Gemma Soames reveals more than she thinks:
This sort of fertility anxiety is something that increasingly afflicts women in their twenties and younger. We are part of a generation raised on IVF stories — a generation more acutely aware of and educated about dodgy ovaries, potential fibroids and infertility scares than our mothers and elder sisters ever were. For women now in their forties, the spectre of infertility, with all its shocking stats and heartbreaking stories, was something they rarely considered before they turned their minds to conceiving, at whatever age that might have been.

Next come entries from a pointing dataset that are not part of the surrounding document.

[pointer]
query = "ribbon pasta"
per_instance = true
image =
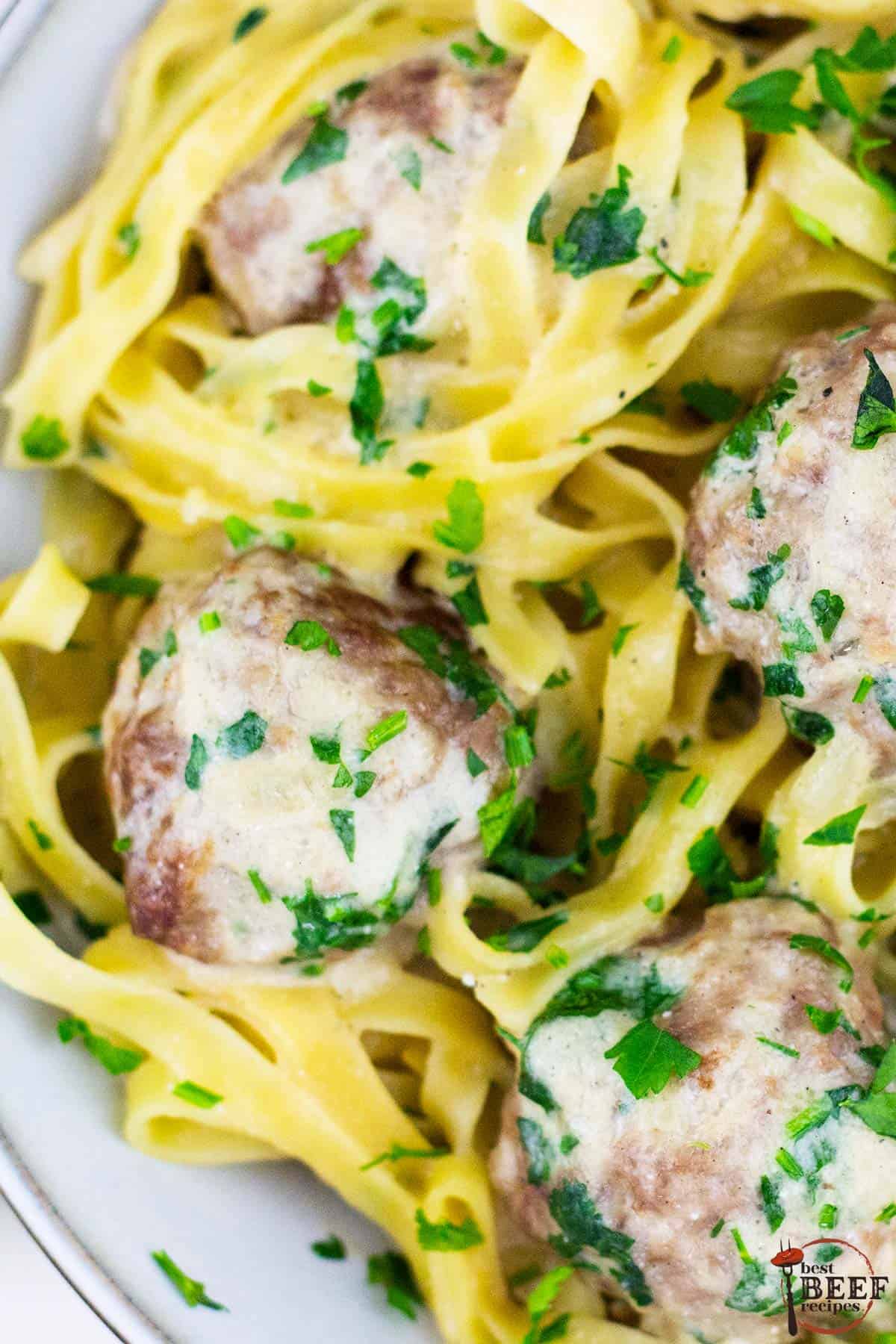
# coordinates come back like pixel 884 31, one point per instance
pixel 159 405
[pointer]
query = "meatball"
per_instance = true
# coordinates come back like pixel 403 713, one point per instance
pixel 788 551
pixel 679 1112
pixel 282 765
pixel 382 175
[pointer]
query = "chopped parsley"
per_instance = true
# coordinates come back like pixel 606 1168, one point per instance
pixel 742 443
pixel 465 527
pixel 324 922
pixel 771 1204
pixel 335 246
pixel 647 1058
pixel 262 890
pixel 711 401
pixel 383 732
pixel 287 508
pixel 556 679
pixel 762 581
pixel 538 1149
pixel 695 791
pixel 862 688
pixel 815 228
pixel 691 589
pixel 398 1154
pixel 196 762
pixel 620 638
pixel 519 747
pixel 788 1164
pixel 366 409
pixel 822 1019
pixel 801 638
pixel 452 659
pixel 309 636
pixel 808 726
pixel 329 1248
pixel 125 585
pixel 840 830
pixel 129 238
pixel 114 1060
pixel 43 440
pixel 448 1236
pixel 196 1095
pixel 535 230
pixel 652 771
pixel 876 414
pixel 691 279
pixel 766 104
pixel 249 22
pixel 527 936
pixel 326 146
pixel 581 1225
pixel 191 1290
pixel 877 1108
pixel 474 764
pixel 343 823
pixel 352 92
pixel 245 737
pixel 827 609
pixel 756 507
pixel 781 679
pixel 240 532
pixel 467 603
pixel 780 1048
pixel 601 234
pixel 410 167
pixel 821 948
pixel 394 1272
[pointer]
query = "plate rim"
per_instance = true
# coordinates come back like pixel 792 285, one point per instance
pixel 25 1194
pixel 65 1250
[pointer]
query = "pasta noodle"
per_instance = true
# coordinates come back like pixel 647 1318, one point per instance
pixel 539 401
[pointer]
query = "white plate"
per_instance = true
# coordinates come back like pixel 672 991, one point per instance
pixel 97 1207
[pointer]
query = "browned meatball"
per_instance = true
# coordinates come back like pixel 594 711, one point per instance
pixel 284 765
pixel 682 1095
pixel 788 557
pixel 385 172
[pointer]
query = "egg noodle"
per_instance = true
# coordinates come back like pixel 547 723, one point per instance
pixel 161 408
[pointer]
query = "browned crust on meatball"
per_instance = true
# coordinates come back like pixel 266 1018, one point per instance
pixel 414 94
pixel 144 750
pixel 642 1176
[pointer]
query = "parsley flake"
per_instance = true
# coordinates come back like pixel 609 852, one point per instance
pixel 840 830
pixel 876 414
pixel 43 440
pixel 648 1057
pixel 114 1060
pixel 191 1290
pixel 249 22
pixel 326 146
pixel 601 234
pixel 447 1236
pixel 465 527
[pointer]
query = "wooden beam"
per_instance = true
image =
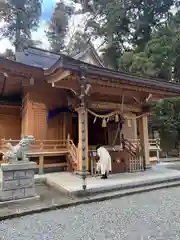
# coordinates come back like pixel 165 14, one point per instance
pixel 115 106
pixel 59 76
pixel 123 86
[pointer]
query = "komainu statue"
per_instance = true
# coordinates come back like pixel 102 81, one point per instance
pixel 18 153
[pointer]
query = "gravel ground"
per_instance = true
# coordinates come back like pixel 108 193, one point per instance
pixel 152 215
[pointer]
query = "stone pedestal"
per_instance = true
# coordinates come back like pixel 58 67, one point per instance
pixel 17 181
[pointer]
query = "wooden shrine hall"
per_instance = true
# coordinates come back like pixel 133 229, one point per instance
pixel 72 104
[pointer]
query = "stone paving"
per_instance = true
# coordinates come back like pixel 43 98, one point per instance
pixel 73 183
pixel 152 215
pixel 48 197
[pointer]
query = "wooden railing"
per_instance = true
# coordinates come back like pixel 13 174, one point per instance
pixel 130 147
pixel 153 143
pixel 39 145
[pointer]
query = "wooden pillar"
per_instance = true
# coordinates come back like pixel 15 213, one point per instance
pixel 83 127
pixel 83 139
pixel 144 139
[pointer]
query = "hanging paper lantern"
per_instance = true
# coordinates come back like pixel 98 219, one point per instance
pixel 104 123
pixel 95 119
pixel 116 118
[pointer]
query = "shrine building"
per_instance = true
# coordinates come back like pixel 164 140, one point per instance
pixel 72 104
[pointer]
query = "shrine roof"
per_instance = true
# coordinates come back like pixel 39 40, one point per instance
pixel 58 62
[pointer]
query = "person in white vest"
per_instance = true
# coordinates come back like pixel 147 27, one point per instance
pixel 104 162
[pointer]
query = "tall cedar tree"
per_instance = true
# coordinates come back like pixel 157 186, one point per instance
pixel 20 18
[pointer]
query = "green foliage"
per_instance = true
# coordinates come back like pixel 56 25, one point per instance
pixel 78 43
pixel 9 54
pixel 126 25
pixel 166 120
pixel 58 26
pixel 20 18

But for us, it is different. IVF is now as much a part of female dialogue as waxing and highlights. Through magazines, celebrities, soap plot lines and mates around the corner, we have all lived vicariously through story after tear-jerking story of failed pregnancy attempts. We all watched Charlotte from Sex and the City fail to conceive for three whole seasons. Girls as young as 18 have responded to IVF features printed in this magazine. And many of us are determined not to join the ranks. “We know all about IVF,” says Bella, 23. “We know that it’s difficult, and painful, and we don’t want to go through it.”
I bet that most young women who are scared of infertility are actually concerned about something they cannot say: that the feminists of the prior generation sold them a false bill of goods, and they are beginning to realize this. Feminism told women to value careers and graduate degrees over motherhood and family. So, after putting off marriage, or even serious relationships in general, for decades, women are realizing that they made the wrong choices — and that it is too late.
Now, younger women do not want to repeat the same mistakes. But the political-correctness establishment will never let them say that.